The Fund's policies are established by the creditors of the industrialized world, whose influence is proportional to the amount of money they provide the IMF. The United States holds an 18 percent voting share on the executive board. Since IMF lending and policy decisions must be approved by an 85 percent margin, the U.S. has veto power over all major decisions of the IMF. It is the only country with this power.

Urging Congress to support the funding increase, U.S. Secretary of Treasury Nicholas Brady said, "the IMF is serving vital U.S. interests throughout the world." In fact, the IMF serves only the vital interests of U.S. banks and multinational companies. Through loans that are used to pay interest and by helping propagate the myth that the Third World will eventually be able to pay back its debt, the IMF helps the commercial banks.

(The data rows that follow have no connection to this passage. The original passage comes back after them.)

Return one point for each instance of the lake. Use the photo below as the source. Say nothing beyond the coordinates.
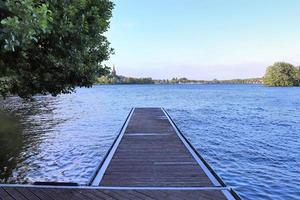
(249, 134)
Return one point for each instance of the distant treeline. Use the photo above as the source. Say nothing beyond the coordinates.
(282, 74)
(130, 80)
(215, 81)
(123, 80)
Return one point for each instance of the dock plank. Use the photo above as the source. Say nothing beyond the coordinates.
(149, 141)
(149, 160)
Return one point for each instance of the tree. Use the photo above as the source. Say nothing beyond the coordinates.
(52, 46)
(281, 74)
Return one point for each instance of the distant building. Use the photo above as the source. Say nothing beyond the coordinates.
(113, 72)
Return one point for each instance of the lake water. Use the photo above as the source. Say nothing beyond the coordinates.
(249, 134)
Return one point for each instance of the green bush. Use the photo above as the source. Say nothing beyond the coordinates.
(52, 46)
(282, 74)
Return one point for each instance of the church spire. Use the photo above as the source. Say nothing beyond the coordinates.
(113, 72)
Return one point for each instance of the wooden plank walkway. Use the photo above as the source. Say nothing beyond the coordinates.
(150, 159)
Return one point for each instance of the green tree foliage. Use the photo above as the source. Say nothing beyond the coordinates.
(52, 46)
(282, 74)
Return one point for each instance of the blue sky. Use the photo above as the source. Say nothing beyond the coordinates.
(203, 39)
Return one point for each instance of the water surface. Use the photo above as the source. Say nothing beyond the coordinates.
(248, 133)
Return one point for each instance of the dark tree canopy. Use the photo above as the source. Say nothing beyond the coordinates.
(282, 74)
(52, 46)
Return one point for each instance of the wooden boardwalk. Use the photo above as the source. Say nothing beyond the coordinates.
(150, 159)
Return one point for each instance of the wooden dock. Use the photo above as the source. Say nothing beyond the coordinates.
(150, 159)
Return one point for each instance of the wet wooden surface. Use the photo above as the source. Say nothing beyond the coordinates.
(150, 161)
(93, 194)
(151, 154)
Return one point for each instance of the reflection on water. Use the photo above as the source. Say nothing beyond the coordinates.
(11, 142)
(21, 131)
(248, 133)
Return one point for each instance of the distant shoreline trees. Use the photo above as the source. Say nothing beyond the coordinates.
(282, 74)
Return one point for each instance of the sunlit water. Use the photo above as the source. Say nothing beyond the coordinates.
(250, 134)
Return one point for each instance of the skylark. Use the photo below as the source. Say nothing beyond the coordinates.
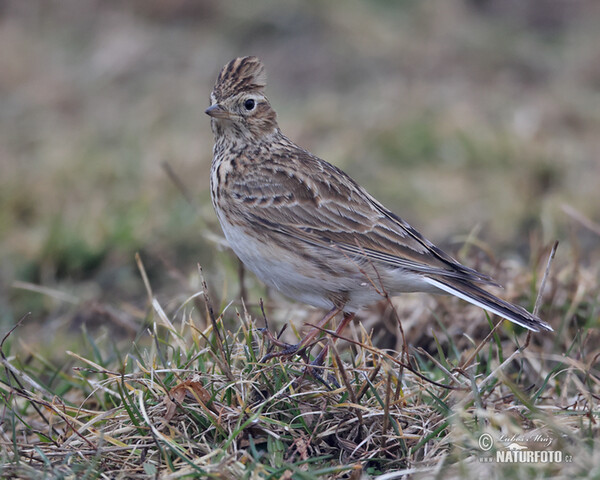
(307, 229)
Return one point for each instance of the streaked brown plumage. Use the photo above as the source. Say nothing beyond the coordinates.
(306, 228)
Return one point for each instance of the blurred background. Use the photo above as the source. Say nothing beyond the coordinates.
(476, 117)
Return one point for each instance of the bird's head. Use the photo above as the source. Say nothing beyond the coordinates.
(239, 108)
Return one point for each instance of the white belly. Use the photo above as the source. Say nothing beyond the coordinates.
(296, 277)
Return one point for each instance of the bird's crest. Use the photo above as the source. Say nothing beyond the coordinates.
(244, 74)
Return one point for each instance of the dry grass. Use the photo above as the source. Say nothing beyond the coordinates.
(195, 401)
(458, 115)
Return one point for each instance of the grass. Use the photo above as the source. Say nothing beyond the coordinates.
(191, 399)
(458, 115)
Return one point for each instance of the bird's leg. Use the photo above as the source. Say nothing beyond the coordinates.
(318, 361)
(307, 340)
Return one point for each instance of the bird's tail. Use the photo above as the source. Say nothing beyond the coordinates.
(478, 296)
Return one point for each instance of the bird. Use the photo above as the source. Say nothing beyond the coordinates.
(310, 231)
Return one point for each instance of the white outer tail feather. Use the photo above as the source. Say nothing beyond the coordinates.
(457, 293)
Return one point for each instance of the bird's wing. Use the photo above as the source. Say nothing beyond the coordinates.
(330, 210)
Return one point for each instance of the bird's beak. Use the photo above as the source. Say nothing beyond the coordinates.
(217, 111)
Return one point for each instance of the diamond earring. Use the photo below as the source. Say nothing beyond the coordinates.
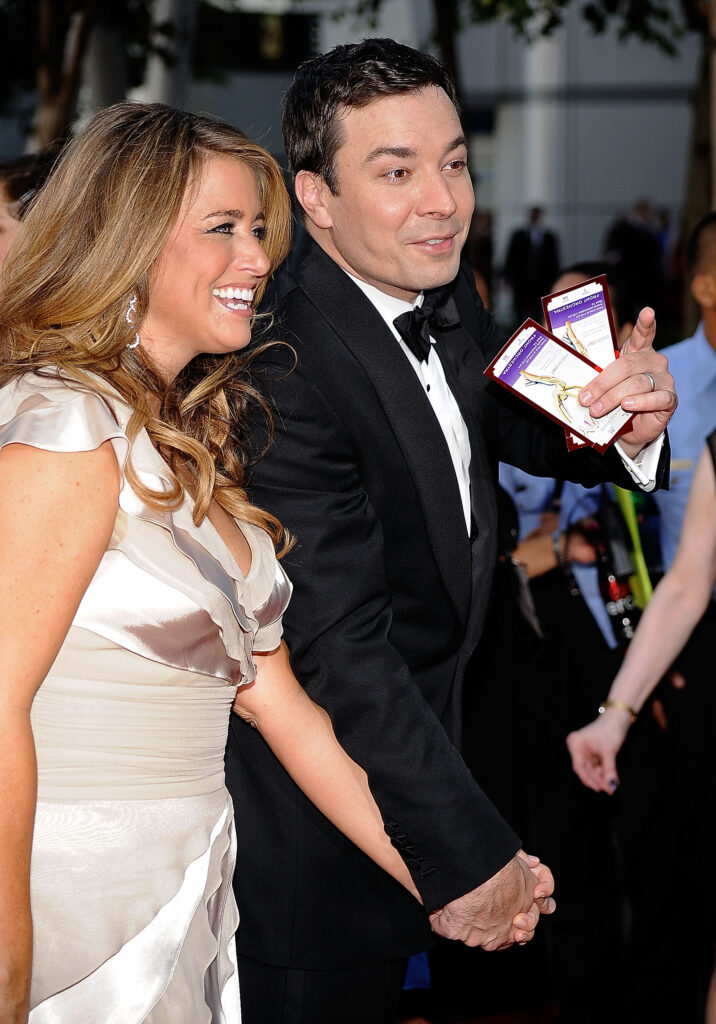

Multinational corporations benefit as well. The IMF demands that countries to which it makes loans undertake "structural adjustment" programs. These include privatization of state-owned enterprises and a variety of steps to promote exports and foreign investment, paving the way for foreign corporations to exploit debtor countries' labor forces and natural resources.

Though U.S. banks and corporations benefit from these policy changes, U.S. citizens do not. U.S. exports decline and U.S. workers' salaries are undercut by the low wages earned by their Third World compatriots.

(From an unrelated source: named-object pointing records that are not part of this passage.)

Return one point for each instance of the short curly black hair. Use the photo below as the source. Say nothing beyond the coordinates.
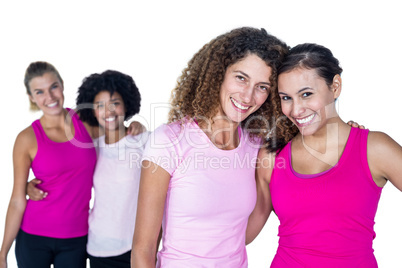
(110, 81)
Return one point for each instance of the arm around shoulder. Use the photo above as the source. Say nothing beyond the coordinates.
(384, 156)
(24, 150)
(151, 202)
(263, 207)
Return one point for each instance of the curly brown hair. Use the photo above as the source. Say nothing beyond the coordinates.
(196, 94)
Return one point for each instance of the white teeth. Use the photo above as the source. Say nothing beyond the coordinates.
(51, 105)
(238, 105)
(305, 120)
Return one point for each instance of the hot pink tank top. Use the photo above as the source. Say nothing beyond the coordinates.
(326, 219)
(66, 170)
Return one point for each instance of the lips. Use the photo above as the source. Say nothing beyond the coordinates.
(53, 104)
(110, 119)
(306, 120)
(241, 107)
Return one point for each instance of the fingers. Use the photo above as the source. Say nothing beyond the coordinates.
(136, 128)
(355, 124)
(33, 192)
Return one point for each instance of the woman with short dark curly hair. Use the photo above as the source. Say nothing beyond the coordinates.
(114, 97)
(110, 81)
(197, 179)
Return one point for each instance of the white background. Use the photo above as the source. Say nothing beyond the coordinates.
(153, 41)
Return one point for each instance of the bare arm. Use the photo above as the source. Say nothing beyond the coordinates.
(133, 129)
(263, 207)
(22, 162)
(385, 159)
(151, 202)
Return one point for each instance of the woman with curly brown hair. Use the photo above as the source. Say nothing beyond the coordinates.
(326, 183)
(197, 179)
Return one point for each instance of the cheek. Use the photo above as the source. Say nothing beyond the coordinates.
(97, 114)
(285, 108)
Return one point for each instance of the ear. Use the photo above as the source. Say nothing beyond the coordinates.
(31, 98)
(336, 86)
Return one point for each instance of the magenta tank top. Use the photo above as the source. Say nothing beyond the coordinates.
(66, 170)
(326, 219)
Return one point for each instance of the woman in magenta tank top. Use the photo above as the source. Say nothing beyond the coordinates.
(59, 150)
(325, 184)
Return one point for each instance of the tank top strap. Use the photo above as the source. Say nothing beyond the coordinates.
(40, 134)
(79, 127)
(363, 149)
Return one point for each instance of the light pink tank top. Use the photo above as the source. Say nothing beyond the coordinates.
(326, 219)
(66, 171)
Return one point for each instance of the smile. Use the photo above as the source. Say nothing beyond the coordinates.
(51, 105)
(306, 120)
(110, 119)
(238, 105)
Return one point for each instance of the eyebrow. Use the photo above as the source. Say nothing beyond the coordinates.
(300, 91)
(246, 75)
(37, 89)
(115, 99)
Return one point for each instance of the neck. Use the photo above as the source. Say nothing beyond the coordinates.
(327, 143)
(58, 120)
(113, 136)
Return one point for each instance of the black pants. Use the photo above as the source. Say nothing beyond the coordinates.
(121, 261)
(34, 251)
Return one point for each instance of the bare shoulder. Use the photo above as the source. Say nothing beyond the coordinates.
(27, 135)
(265, 164)
(384, 157)
(26, 141)
(380, 141)
(93, 131)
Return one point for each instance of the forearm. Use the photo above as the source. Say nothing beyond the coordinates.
(143, 257)
(256, 222)
(14, 216)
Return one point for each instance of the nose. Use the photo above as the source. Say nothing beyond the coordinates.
(247, 94)
(297, 108)
(110, 109)
(49, 95)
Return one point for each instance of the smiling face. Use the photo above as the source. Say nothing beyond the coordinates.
(46, 92)
(307, 100)
(245, 88)
(109, 110)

For the people and the environment of countries undertaking IMF- encouraged structural adjustment programs, the consequences are devastating. Structural adjustment programs impact most severely on the poorest segment of societies. Governments cut back social services such as education and health care, fire large numbers of public sector workers and pursue policies that reward agricultural production for export, which most small farmers are unable to contemplate.

The environment suffers for many of the same reasons. As a recent Environmental Defense Fund case study of Costa Rica shows, indebted Third World countries are forced to look to their natural resource base as the easiest source of export revenues. And poor people in the countryside, pushed off land by large farmers or multinational agribusiness, frequently clear rainforest or other biologically diverse land even when that land is protected in national parks.

This pattern is repeated throughout the world, yet the IMF refuses to "adjust" its own policies to remedy these problems. It is necessary to take advantage of the current opportunity to send a strong message that the IMF cannot brush off.

Relatively mild efforts, such as conditioning Congressional approval of the funding increase on reform, have proved inadequate. Congressional directions must be passed on by the presidentially-appointed U.S. executive director to the IMF. Since the Bush administration is one of the strongest supporters of the IMF's current policies, it is not surprising that it refuses to take Congressional direction seriously. A 1989 law requiring the U.S. executive director to the IMF to push the IMF to "take into account in policy formation [the] projected impacts of each IMF lending agreement on the long-term sustainable management of natural resources, the environment, public health and poverty" in recipient countries has been virtually ignored by the Bush administration.

Stronger tonic is needed. Denial of funding is the IMF's greatest fear. Denial of a funding increase would signal the Fund that the social and environmental costs of the conditions it attaches to loans are unacceptable.

A display of citizen concern about the IMF could affect Congress' decision. Senator Patrick Leahy, D-VT, has already stated, "I think this IMF [funding] increase is going to be a hot issue," noting that not only liberals but conservatives, who oppose IMF support of big banks, distrust the Fund.

The people of the Third World have no sway over the IMF. U.S. citizens, through Congress, are the only ones with an opportunity to harness the IMF. It is incumbent on them to act.